OpenPecha / Requests

RFWs and RFCs for all OpenPecha repositories
0 stars 0 forks source link

[RFC0154]: STAM to MD serializer #455

Open tenzin3 opened 7 months ago

tenzin3 commented 7 months ago

RFC0154: STAM to MD serializer

Named Concepts

STAM: Stand-off Text Annotation Model is a data model for stand-off-text annotation where any information on a text is represented as an annotation.

MD: is a file extension built on a lightweight mark-up language, used to create plain-text documents that contain no other elements.

Summary

pecha.org take markdown text file inputs to store in their database and since we are planning to store most of our data in STAM, we need a serializers from STAM to markdown file.

In this serialization, each annotation should be different standard structure and should also be visually different.Exception cases such as empty segment string, extra lines should also be handled.

Dependencies

No dependencies.

Infrastructures

PechaData github page

Design Illustrations

image

image

In low level overview,

Justification

MD file type is chosen for the serialization due its simplicity in nature making people who want to do correction on our data much easier.
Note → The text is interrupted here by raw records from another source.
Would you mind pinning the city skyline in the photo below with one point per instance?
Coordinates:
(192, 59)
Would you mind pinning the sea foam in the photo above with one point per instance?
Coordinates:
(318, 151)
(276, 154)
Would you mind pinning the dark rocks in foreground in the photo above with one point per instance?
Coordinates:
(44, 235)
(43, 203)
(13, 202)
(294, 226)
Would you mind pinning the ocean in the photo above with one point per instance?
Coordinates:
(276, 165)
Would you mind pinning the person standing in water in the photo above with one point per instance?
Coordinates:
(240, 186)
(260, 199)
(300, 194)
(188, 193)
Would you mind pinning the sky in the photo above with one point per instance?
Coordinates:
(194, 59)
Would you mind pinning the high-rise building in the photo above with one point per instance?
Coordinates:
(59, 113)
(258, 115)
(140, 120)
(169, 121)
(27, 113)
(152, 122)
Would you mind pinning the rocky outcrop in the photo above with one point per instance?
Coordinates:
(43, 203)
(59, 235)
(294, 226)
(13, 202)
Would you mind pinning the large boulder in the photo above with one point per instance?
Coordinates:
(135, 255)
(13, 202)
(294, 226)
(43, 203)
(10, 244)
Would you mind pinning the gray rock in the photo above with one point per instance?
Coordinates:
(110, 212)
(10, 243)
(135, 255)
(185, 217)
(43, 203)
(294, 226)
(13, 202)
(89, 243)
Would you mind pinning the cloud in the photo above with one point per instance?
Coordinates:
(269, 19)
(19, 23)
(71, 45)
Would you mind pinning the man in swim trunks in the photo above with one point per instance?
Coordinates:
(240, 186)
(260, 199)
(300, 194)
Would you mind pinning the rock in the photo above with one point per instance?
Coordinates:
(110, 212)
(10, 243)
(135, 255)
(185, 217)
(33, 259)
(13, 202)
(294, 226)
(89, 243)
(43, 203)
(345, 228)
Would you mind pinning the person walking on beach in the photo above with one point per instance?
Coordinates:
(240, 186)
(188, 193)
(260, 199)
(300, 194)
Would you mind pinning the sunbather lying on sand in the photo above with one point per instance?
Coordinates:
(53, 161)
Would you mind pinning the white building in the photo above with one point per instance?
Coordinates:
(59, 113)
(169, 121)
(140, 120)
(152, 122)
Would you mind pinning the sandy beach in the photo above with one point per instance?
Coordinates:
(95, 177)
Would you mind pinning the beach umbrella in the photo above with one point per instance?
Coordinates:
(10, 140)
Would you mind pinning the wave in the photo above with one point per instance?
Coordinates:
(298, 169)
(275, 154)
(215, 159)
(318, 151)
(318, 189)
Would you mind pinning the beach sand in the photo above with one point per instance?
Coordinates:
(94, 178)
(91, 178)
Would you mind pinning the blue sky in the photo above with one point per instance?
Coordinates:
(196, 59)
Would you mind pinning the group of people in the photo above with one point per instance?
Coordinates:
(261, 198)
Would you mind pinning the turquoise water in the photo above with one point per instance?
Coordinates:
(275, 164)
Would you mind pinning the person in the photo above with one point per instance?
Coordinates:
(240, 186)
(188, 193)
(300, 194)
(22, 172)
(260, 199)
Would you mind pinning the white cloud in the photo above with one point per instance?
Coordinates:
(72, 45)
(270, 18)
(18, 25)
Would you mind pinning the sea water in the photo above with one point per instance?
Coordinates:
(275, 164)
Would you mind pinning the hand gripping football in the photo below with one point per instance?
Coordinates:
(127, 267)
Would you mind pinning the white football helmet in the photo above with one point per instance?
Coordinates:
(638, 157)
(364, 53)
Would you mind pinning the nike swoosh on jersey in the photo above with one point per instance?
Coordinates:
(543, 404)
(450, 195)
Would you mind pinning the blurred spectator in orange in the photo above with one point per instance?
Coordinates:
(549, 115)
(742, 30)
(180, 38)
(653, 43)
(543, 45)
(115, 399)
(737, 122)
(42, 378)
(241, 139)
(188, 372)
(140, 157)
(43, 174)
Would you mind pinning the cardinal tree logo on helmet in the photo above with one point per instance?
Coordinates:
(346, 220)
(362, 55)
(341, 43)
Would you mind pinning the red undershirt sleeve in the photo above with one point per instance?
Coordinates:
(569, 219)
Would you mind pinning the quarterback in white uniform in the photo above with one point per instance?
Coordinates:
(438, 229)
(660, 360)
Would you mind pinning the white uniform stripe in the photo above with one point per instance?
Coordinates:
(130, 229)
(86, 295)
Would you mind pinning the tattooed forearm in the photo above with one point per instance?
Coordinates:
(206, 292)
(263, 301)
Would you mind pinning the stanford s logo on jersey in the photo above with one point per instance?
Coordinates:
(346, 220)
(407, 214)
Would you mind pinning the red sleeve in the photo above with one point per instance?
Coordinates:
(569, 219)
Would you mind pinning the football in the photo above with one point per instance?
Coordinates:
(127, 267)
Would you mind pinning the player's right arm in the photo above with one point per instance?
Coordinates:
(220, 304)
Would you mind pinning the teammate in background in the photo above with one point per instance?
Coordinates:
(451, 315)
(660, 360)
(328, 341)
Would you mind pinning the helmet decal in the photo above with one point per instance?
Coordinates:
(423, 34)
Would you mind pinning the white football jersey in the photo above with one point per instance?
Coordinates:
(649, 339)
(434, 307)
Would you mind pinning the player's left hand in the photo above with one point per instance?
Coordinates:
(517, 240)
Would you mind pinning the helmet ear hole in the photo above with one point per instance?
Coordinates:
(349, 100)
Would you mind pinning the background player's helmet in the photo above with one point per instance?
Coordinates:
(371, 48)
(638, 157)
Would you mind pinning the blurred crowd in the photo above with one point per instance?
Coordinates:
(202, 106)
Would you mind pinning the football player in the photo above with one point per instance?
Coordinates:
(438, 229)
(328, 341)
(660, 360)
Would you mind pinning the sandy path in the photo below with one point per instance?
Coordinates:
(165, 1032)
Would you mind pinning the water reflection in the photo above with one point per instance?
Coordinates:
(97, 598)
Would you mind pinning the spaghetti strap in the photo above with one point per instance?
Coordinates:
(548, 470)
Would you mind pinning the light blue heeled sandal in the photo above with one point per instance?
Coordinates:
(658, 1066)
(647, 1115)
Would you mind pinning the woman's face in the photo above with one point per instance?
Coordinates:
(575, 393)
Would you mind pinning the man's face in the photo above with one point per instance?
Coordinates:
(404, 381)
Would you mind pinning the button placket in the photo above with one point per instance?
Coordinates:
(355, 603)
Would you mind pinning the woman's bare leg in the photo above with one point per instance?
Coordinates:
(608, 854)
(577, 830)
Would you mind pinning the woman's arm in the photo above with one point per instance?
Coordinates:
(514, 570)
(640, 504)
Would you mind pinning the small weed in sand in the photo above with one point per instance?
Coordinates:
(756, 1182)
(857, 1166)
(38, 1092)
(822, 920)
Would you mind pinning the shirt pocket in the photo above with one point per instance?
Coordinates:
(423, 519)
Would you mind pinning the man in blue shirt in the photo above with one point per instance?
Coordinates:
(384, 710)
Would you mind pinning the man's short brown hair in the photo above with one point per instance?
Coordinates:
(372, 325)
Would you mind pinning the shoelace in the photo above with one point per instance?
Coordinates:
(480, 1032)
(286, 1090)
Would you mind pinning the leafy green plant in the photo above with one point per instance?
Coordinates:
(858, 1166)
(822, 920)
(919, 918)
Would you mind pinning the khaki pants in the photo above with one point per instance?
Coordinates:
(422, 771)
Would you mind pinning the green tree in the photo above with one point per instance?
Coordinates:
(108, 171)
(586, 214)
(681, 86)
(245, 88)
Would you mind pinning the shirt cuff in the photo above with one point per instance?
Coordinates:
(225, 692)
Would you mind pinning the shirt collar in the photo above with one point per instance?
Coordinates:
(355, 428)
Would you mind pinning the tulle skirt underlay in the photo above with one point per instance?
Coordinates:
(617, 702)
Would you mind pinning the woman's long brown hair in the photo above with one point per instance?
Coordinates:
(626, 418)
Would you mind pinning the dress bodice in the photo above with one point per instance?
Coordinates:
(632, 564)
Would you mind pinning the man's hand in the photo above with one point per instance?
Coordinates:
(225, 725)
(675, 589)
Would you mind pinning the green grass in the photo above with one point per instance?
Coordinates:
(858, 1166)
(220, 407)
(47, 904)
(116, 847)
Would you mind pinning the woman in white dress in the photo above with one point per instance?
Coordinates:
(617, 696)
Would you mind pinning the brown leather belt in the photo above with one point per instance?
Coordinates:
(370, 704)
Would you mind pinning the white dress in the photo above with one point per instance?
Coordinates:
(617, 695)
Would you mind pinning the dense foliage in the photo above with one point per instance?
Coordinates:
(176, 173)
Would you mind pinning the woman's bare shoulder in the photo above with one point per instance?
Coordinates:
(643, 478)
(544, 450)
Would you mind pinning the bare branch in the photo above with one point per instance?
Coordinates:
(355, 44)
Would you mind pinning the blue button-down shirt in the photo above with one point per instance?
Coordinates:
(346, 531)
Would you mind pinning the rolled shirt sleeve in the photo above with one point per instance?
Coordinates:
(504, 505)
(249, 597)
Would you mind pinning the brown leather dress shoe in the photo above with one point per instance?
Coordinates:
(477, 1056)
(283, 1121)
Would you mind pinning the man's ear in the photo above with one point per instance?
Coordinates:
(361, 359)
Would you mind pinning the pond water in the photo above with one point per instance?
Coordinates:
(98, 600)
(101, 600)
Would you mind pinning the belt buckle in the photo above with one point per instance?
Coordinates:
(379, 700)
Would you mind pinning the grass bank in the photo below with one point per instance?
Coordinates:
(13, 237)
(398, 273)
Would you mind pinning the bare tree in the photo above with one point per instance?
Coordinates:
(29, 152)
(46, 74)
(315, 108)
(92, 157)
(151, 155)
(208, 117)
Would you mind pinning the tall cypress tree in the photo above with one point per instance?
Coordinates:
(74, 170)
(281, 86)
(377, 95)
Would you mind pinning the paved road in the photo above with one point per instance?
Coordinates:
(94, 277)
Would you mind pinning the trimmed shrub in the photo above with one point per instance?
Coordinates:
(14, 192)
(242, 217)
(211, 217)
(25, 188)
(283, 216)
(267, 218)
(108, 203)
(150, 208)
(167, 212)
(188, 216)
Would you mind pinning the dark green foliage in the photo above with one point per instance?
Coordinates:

Application developers dont need to interact with STAM database which has higher learning curve than markdown file.

Testing

Testing would be done on pecha ID O2FCA4A99(chojuk) to check if it satisfies the needs.

Implementation Steps

List all the steps involved during implementation.

Reviewed By

@kaldan007

kaldan007 commented 7 months ago

@tenzin3 how are you planning to handle the segment annotation for multilingual alignment

tenzin3 commented 7 months ago

@kaldan007, the above design illustrations is for one opf pecha, so in multilingual alignment, this process would be done same on number of languages presented in the particular alignment.

kaldan007 commented 7 months ago

@tenzin3 i want to know how are u planning to annotate the segment annotations?